There are three physiological determinants of endurance performance, he says, which are important for anyone doing a marathon or cycle sportive for the first time to consider:
1. Maximal oxygen uptake, or the size of the “engine”. To improve this, you need to work at high intensity for five minutes, with a two-minute recovery. Complete five or six repetitions of this.
2. Lactate profile, or how well you use the engine. To improve this, complete different interval-training sessions to the above, such as 10 repetitions of a one-minute high-intensity activity, with a one-minute recovery. Both sessions should include a good 10-minute warm-up beforehand plus a decent cool down. “You wouldn’t do both these two training sessions two days in a row but maybe one on Tuesday, one on Friday,” says Brennan.
3. Movement economy, or how much oxygen it costs you to get from A to B. “If you’re stiff and weak, you’re going to have a low movement economy. So by improving stability and mobility you’re instantly improving one of the main physiological determinants of endurance performance. You will become quicker and less likely to injure yourself and you’ll feel less stiff the next day.”

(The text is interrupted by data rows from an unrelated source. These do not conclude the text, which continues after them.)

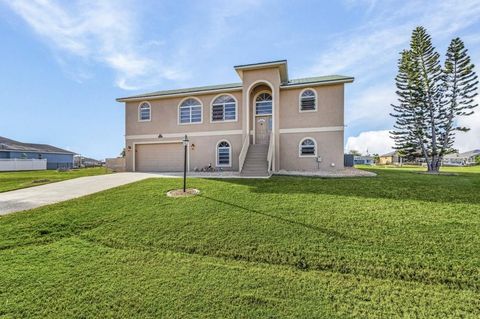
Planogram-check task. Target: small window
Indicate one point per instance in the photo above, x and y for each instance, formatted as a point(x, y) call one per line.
point(263, 104)
point(224, 108)
point(308, 100)
point(223, 154)
point(190, 111)
point(308, 147)
point(144, 112)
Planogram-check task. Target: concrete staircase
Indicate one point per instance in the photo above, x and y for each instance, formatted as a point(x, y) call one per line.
point(256, 161)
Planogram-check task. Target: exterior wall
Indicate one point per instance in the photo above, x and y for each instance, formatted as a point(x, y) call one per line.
point(385, 160)
point(329, 117)
point(164, 116)
point(115, 164)
point(202, 150)
point(271, 78)
point(329, 148)
point(330, 105)
point(54, 161)
point(16, 164)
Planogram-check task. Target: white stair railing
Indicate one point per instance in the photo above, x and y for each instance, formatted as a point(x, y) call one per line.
point(243, 153)
point(270, 153)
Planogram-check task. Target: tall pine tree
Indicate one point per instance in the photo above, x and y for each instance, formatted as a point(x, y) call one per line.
point(430, 98)
point(460, 90)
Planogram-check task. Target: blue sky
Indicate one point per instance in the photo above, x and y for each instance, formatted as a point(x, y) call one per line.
point(63, 63)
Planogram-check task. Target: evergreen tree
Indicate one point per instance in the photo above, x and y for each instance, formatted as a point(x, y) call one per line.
point(430, 99)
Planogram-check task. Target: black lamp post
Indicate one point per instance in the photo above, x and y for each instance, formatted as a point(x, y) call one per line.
point(185, 145)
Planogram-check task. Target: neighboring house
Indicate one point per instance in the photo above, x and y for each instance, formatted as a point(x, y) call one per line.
point(263, 124)
point(364, 160)
point(461, 159)
point(390, 158)
point(82, 161)
point(56, 157)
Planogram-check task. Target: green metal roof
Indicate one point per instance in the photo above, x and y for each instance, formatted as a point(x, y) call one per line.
point(294, 82)
point(259, 64)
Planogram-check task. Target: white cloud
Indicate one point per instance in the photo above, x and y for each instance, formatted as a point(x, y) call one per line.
point(372, 142)
point(101, 31)
point(374, 102)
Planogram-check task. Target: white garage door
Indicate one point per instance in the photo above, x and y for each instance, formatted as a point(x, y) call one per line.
point(159, 157)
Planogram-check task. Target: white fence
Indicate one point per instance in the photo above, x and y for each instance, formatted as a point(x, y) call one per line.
point(17, 164)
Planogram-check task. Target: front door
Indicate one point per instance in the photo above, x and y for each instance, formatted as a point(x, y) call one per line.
point(263, 127)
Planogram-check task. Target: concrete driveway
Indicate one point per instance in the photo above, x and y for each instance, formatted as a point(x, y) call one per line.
point(37, 196)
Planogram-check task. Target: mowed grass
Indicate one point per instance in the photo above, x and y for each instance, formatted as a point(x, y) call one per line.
point(401, 244)
point(16, 180)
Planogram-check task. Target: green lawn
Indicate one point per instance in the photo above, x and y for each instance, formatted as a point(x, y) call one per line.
point(401, 244)
point(15, 180)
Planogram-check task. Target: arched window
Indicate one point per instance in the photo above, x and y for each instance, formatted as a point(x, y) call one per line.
point(307, 147)
point(144, 111)
point(190, 111)
point(224, 153)
point(224, 108)
point(308, 100)
point(263, 104)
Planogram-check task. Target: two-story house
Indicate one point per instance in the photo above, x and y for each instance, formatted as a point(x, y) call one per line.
point(263, 124)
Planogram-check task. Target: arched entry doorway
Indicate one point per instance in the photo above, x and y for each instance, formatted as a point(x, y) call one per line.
point(261, 110)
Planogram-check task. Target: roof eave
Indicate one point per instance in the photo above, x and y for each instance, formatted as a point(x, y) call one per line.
point(180, 94)
point(282, 64)
point(306, 84)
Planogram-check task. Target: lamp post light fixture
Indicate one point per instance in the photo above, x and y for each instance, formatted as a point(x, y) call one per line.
point(185, 146)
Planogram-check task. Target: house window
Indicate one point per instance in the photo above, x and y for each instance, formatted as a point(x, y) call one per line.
point(144, 112)
point(308, 100)
point(190, 111)
point(224, 108)
point(224, 153)
point(308, 147)
point(263, 104)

Top tip: don’t under-recover
Older adults are often guilty of under-recovery, says Brennan. “One of your training sessions should be below threshold, a nice, easy 30 to 60-minute rhythmical session. At the end you should feel like you can do a lot more. You’ve got a little sweat on, you’ve got nice and warm, but it’s also helped move around the metabolic waste that you’ve built up in more intense interval sessions the day before.”
Should you get a health check before starting an exercise programme? Yes. If you’re a cardiac patient in particular, you must see a phase-four cardiac rehab trained instructor before embarking on any exercises. You should avoid floor exercises if you’re on cardiac medication, says Brennan, especially crunches on the abdomen. “If you do crunches on certain types of blood-pressure medication and so on, you’re going to hugely increase risk of death. This repetitive flexion exercise in the over-40s will change the collagenous content within the discs and make them more prone to injury. It’s not about flexion for the trunk, it’s about stabilisation.”